Brittany-based tomato producers Savéol, Prince de Bretagne and Solarenn, which represent around half of the French tomato market, have formed the ‘Alliance Nature & Saveurs’ guaranteeing a product that has been “cultivated without pesticides”.
“Consumers are paying attention to what they buy,” said Pierre-Yves Jestin, president of Savéol. “They expect a reduction in pesticides.”
Marc Keranguéven, president of SICA, which sells under the Prince de Bretagne brand, revealed that the cooperative’s growers had been working to reduce their use of synthetic pesticides for a long time.

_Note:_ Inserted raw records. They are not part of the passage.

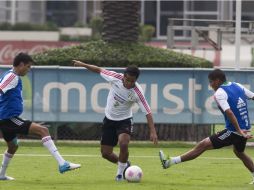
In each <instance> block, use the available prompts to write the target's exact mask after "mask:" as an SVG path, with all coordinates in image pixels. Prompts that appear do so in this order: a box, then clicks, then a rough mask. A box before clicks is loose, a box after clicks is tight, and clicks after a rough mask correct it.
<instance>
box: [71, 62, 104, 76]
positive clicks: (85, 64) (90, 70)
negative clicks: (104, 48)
mask: <svg viewBox="0 0 254 190" xmlns="http://www.w3.org/2000/svg"><path fill="white" fill-rule="evenodd" d="M72 62H73V65H74V66H75V67H85V68H86V69H88V70H89V71H92V72H95V73H100V72H101V71H102V68H100V67H98V66H96V65H90V64H87V63H84V62H81V61H78V60H72Z"/></svg>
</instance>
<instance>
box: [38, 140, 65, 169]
mask: <svg viewBox="0 0 254 190" xmlns="http://www.w3.org/2000/svg"><path fill="white" fill-rule="evenodd" d="M41 141H42V144H43V145H44V146H45V147H46V148H47V149H48V150H49V152H50V153H51V154H52V156H54V158H55V159H56V161H57V162H58V164H59V165H60V166H61V165H63V164H64V162H65V160H64V159H63V157H62V156H61V155H60V153H59V152H58V150H57V148H56V146H55V143H54V142H53V140H52V139H51V136H46V137H43V138H42V139H41Z"/></svg>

Pests such as whitefly or fungi, once treated by spraying, are now eliminated by workers plant by plant, according to Jestin.
The alliance is expected to be extended to other products, with trials already underway on pumpkins, strawberries and cucumbers.
The label could also open up to any producer that agrees to meet the specifications, with compliance controlled by an independent body.
'We want to bring along those lagging behind,” said Gilbert Brouder, president of the UCPT cooperative of Prince de Bretagne. “But agriculture does not move at the speed of the internet. It takes longer. The most important thing now is to avoid putting up barriers between conventional and organic producers.”
Although the alliance’s tomatoes receive zero chemical treatments, they cannot be labelled as organic, since they are grown outside of the soil in greenhouses.